The Quick Hit acquisition was accounted for as a purchase business combination pursuant to ASC 805, Business Combinations. Accordingly, the assets acquired and liabilities assumed were recorded at their estimated fair values and the excess of the purchase price over the fair value of the identifiable assets acquired and the liabilities assumed was recorded as goodwill. In accordance with ASC 805, the following supplemental pro forma consolidated financial information is provided using historical data of Quick Hit and of the Company, adjusted for the application of the acquisition method of accounting as if the acquisition had occurred on November 1, 2010 for the three months ended January 31, 2011. The supplemental pro forma financial information is not intended to represent or be indicative of the Company’s consolidated results of operations that would have been reported had the Quick Hit acquisition been completed as of the dates presented, and should not be taken as a representation of the Company’s future consolidated results of operations or financial position. The unaudited pro forma information also does not reflect any operating efficiencies and associated cost savings that the Company may achieve with respect to the combined companies.

 

         
   

Three Months
Ended

January 31,

 
    2011  

Net revenues

  $ 48,866  

Net income

  $ 5,151  

Basic net income per share

  $ 0.14  

Diluted net income per share

  $ 0.14  

 

Related Parties
RELATED PARTIES

17. RELATED PARTIES

The Company currently has an agreement with Morris Sutton, the Company’s former Chief Executive Officer and father of the Company’s Chief Executive Officer, under which he provides services as a consultant. The agreement provides for a monthly retainer of $13. Under this arrangement, fees earned in the three months ended January 31, 2012 and 2011 totaled $38 and $38, respectively.

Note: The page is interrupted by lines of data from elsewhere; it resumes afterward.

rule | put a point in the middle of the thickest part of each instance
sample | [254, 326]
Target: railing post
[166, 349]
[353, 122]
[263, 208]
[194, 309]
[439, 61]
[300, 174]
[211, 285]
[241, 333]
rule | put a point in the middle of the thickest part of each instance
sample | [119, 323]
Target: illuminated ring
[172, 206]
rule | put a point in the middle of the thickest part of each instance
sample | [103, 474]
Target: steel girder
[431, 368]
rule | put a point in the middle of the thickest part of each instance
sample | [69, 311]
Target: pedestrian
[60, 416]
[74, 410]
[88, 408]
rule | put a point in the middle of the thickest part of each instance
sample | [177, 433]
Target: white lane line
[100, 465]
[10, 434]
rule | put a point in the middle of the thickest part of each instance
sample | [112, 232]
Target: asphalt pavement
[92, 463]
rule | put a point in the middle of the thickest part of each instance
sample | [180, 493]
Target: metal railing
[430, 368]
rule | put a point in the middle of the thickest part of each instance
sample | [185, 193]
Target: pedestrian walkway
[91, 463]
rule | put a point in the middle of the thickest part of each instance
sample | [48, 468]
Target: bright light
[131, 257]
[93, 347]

MSI Entertainment, a company controlled by Morris Sutton, acted as an agent for the Company in sales to a distributor. The titles, for which the Company had no other planned distribution, were paid for in advance by the distributor. In the three months ended January 31, 2011, the Company paid MSI a fee of $78 in connection with the sales.

Beginning in 2011, the Company has purchased a portion of its Zumba belt accessories from a second supplier, on terms equivalent to those of its primary supplier. Morris Sutton and another relative of Jesse Sutton, the Company’s Chief Executive Officer, earned compensation from the supplier of approximately $446 and $0 in the three months ended January 31, 2012 and 2011, respectively, based on the value of the Company’s purchases.

The Company also has an agreement with a member of its board of directors to provide specified strategic consulting services, in addition to his services as a board member, on a month-to-month basis at a monthly rate of $10. Under this arrangement, fees earned in the three months ended January 31, 2012 and 2011 totaled $30 and $30, respectively.